How to use large data for value cashing is a serious matter

Source: Internet
Author: User
Keywords Large data large data through large data through can large data through can we large data through can we this

If one day you can predict the future, what is the first thing you want to do? Buy a lottery ticket? What's the second and third thing? We'll talk about it later.

Large data is an industry, in the broad sense is in this information overload era around the mass of information generation, dissemination, collection, processing, create value of the entire product chain, in the narrow sense generally refers to large data storage and processing, data mining related industries. At present, the most common use of large data in the market is analysis and prediction.

According to my 10 years of experience in this industry, large data and the previous two years of cloud computing, and then the grid computing, parallel computing is the same industry chain several links, it is as a concept by the media and practitioners hype up. But it is undeniable that our society is in the era of information explosion, the volume of the various industries in the geometric growth, efficient use of these data can indeed bring about great changes in work and life.

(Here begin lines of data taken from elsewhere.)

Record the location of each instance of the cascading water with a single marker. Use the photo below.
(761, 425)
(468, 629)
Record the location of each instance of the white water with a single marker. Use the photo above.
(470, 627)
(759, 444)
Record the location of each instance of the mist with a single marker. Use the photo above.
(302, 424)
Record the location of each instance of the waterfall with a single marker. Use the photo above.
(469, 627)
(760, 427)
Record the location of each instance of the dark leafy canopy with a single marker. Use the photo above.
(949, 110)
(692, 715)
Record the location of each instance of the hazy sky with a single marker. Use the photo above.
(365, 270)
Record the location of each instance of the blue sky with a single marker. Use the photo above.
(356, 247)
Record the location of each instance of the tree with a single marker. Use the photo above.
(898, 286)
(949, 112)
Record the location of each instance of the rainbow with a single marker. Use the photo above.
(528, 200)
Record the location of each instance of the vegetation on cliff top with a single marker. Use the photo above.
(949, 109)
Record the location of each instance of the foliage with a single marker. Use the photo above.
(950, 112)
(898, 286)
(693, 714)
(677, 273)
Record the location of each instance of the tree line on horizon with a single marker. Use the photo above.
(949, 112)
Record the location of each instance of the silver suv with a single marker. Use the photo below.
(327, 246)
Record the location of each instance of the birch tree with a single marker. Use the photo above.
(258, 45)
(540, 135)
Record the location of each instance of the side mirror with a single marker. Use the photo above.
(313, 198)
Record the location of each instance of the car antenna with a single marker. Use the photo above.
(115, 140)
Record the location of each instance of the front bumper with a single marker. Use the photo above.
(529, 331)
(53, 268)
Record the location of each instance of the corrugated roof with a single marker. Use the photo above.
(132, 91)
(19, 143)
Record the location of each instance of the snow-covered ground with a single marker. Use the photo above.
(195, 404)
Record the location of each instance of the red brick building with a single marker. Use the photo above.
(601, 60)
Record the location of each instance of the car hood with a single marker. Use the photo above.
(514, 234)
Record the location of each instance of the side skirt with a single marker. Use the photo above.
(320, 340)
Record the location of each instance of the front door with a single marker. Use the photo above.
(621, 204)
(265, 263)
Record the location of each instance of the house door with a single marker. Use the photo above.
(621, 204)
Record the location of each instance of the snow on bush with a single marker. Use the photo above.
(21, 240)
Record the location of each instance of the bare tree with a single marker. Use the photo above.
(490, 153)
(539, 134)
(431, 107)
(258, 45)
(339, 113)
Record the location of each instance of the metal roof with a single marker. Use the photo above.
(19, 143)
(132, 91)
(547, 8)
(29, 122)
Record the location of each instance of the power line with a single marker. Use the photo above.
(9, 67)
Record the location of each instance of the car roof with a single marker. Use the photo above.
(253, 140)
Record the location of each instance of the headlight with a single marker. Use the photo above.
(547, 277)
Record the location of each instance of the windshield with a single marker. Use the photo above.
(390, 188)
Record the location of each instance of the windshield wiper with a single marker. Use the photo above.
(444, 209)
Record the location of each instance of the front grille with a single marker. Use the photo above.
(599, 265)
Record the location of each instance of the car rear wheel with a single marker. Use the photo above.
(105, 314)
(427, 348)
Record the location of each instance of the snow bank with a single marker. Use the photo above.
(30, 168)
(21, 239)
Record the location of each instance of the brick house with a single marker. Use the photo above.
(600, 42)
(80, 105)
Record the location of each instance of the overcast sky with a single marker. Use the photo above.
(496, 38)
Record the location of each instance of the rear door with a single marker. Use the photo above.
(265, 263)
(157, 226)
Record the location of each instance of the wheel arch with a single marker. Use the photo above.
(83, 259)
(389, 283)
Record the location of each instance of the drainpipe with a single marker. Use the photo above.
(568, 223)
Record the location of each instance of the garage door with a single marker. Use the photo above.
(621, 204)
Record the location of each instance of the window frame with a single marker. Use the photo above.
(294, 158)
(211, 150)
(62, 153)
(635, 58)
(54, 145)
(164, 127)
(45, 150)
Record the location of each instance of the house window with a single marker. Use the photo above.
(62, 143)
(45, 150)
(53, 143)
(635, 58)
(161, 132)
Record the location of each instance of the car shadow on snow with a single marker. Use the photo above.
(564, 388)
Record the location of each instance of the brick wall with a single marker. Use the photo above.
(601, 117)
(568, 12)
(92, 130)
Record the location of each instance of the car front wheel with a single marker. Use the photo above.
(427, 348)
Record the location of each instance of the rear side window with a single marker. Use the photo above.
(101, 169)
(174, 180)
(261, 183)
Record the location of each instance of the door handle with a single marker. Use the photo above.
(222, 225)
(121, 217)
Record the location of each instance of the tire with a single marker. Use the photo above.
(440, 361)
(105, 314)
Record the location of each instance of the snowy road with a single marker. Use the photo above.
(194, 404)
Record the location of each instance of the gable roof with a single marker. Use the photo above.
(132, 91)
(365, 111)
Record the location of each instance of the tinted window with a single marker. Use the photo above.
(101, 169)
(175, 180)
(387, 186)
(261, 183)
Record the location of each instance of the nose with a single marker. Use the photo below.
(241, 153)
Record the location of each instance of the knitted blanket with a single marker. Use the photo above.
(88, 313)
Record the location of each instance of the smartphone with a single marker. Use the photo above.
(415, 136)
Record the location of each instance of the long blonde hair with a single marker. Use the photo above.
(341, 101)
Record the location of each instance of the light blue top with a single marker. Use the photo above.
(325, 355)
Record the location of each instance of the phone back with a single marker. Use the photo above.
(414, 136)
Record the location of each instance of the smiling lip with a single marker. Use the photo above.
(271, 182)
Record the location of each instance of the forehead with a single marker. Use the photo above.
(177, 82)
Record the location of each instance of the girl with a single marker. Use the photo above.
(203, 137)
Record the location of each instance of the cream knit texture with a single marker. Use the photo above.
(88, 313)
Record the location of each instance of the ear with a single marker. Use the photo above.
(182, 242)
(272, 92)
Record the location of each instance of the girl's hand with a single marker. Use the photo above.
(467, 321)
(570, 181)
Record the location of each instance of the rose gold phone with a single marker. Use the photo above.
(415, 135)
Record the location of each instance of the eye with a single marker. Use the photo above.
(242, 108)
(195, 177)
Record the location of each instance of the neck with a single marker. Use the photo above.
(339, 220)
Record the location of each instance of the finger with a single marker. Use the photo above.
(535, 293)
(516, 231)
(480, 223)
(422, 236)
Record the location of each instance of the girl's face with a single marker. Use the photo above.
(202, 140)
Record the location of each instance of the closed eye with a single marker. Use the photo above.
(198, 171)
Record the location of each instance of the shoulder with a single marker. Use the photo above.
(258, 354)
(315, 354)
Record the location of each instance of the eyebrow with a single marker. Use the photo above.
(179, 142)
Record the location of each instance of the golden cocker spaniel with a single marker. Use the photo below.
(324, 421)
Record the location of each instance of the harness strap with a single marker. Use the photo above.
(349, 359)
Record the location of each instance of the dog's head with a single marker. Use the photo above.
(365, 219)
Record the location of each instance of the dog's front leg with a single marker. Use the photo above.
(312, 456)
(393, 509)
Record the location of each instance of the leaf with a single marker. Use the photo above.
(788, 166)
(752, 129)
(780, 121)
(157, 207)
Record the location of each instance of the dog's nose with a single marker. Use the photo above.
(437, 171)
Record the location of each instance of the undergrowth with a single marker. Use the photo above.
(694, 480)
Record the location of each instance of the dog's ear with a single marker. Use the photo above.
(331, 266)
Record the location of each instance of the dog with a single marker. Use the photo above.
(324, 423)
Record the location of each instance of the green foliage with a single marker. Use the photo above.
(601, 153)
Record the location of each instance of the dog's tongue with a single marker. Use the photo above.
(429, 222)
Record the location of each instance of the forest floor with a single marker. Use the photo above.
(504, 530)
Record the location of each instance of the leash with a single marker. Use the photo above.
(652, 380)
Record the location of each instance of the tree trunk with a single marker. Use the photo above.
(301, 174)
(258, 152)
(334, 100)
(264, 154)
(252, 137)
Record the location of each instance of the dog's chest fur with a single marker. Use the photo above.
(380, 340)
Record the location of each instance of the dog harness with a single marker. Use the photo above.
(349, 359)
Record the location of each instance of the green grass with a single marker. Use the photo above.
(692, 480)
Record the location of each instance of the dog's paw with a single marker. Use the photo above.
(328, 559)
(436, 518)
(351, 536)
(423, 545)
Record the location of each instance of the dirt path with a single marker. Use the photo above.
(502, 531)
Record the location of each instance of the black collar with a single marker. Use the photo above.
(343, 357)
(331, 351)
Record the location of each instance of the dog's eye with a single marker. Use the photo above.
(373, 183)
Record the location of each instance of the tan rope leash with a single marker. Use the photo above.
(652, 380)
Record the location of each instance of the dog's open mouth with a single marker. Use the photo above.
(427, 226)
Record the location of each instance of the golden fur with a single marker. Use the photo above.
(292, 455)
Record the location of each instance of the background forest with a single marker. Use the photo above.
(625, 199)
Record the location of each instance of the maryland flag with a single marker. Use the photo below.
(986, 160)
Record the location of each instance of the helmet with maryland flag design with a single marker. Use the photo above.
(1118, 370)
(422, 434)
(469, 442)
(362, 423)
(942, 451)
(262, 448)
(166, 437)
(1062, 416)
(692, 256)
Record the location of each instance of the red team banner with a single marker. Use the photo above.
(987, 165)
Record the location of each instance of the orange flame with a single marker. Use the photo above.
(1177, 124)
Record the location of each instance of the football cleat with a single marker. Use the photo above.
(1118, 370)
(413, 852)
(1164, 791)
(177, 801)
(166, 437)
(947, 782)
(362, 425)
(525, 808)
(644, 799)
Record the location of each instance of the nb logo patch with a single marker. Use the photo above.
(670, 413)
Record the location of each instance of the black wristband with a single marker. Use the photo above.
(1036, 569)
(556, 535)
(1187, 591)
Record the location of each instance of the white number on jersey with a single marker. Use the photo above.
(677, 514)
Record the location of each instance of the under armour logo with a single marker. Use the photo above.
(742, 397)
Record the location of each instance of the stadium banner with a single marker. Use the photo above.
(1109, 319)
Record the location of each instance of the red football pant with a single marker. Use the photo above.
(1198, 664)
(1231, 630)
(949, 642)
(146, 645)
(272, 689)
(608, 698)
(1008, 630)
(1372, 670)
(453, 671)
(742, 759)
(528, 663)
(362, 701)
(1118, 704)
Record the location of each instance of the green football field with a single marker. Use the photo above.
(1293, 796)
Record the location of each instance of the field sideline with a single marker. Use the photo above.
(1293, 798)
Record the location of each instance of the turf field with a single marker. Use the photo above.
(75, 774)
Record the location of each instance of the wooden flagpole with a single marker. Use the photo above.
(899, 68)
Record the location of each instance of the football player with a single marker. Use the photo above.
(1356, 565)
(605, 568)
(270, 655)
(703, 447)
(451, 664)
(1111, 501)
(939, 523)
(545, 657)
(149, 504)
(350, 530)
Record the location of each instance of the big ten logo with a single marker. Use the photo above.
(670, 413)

Point 1: The data itself does not produce value, how to analyze and use large data to help the real business is the key

It could, for example, help control America's 17.6%GDP health spending and bring more than $300 billion trillion in cost savings and benefits to the pharmaceutical industry (from McKinsey's report)

Many people have heard the story of Netflix's "card house", saying that the company used large data to analyze users ' favorite plots, favorite actors, favorite writers, and so on, combining them to make a TV show that eventually made a huge success.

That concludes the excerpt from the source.